Paris, 9 juillet 2013 - Par un arrêt en date du 4 juillet 2013, la Cour d’appel de Versailles a ordonné « le retrait du site www.mediapart.fr, de toute publication de tout ou partie de la retranscription des enregistrements illicites réalisés au domicile de Liliane Bettencourt. »

Cet arrêt, qui vise également le site du Point, fait suite à une série de décisions judiciaires contradictoires concernant la capacité de la presse à exercer normalement sa fonction d’information dans des affaires d’intérêt public.

Dans certains cas, quand elles sont précisément motivées, les décisions reconnaissent que la diffusion publique des enregistrements, objets du litige, est conforme aux missions d’un titre de presse, encadrées par la Loi de 1881 et les textes internationaux, dont l’article 10 de la Convention européenne des droits de l’homme. L’information légitime des citoyens prime alors, et légitimement, sur le respect de la vie privée.

Dans d’autres cas, lorsque les motivations du jugement sont sommaires, ce qui est le cas du dernier arrêt de la Cour d’appel de Versailles, il est précisément jugé l’inverse. Cette Cour invoque ainsi la primauté du droit à la vie privée au prix d’un raccourci consistant à retenir que les enregistrements ont été obtenus frauduleusement dans un lieu privé. Or ceux-ci l’ont été, non par les journalistes incriminés, mais par un membre du cercle privé de Mme Bettencourt. A aucun moment, la Cour ne prend soin d’examiner les impératifs d’information des citoyens sur une affaire relevant évidemment de la sphère publique, s’agissant d’un possible financement de parti politique.

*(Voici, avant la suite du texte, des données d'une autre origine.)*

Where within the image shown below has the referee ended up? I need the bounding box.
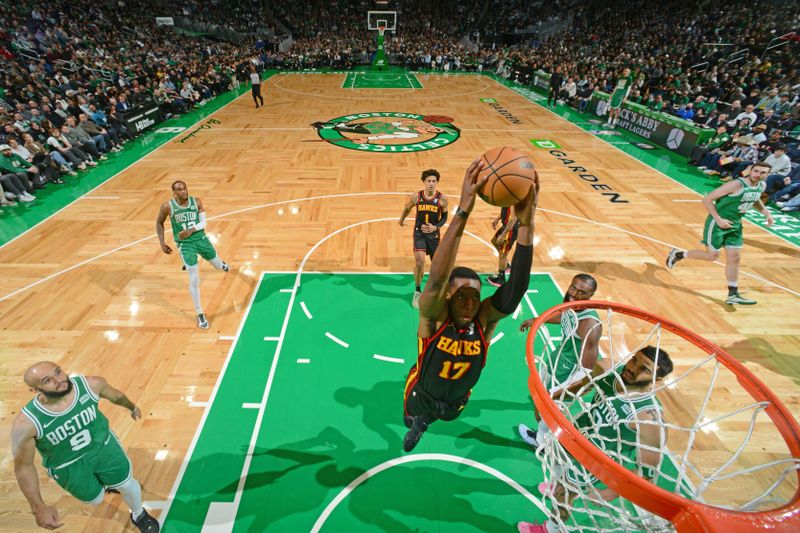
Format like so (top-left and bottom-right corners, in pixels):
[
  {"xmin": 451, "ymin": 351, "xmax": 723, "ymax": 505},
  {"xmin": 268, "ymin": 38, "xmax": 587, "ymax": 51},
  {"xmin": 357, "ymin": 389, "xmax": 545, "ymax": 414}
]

Au-delà de ces atermoiements, le Spiil s’inquiète de la tendance croissante de la justice française à fragiliser les droits, mais aussi les responsabilités qui en sont la contrepartie, des journalistes, en recourant à des arguments tirés notamment du droit commercial (affaire Tourmag, par exemple) ou de l’article 9 du code Civil (vie privée) sur des fondements hautement contestables. Ces dérives sont jugées extrêmement préoccupantes par le Spiil : c’est le droit à l’information des lecteurs citoyens qui est ainsi remis en cause.

Pour ces raisons, le Spill soutient et soutiendra tous les organes de presse victimes d’une marginalisation du droit à l’information. Le Spiil invite donc, non seulement l’ensemble de ses adhérents, mais également toute la presse à se mobiliser en répondant à l’Appel lancé par Mediapart et une trentaine de titres et associations - qui sera rendu public jeudi 11 juillet.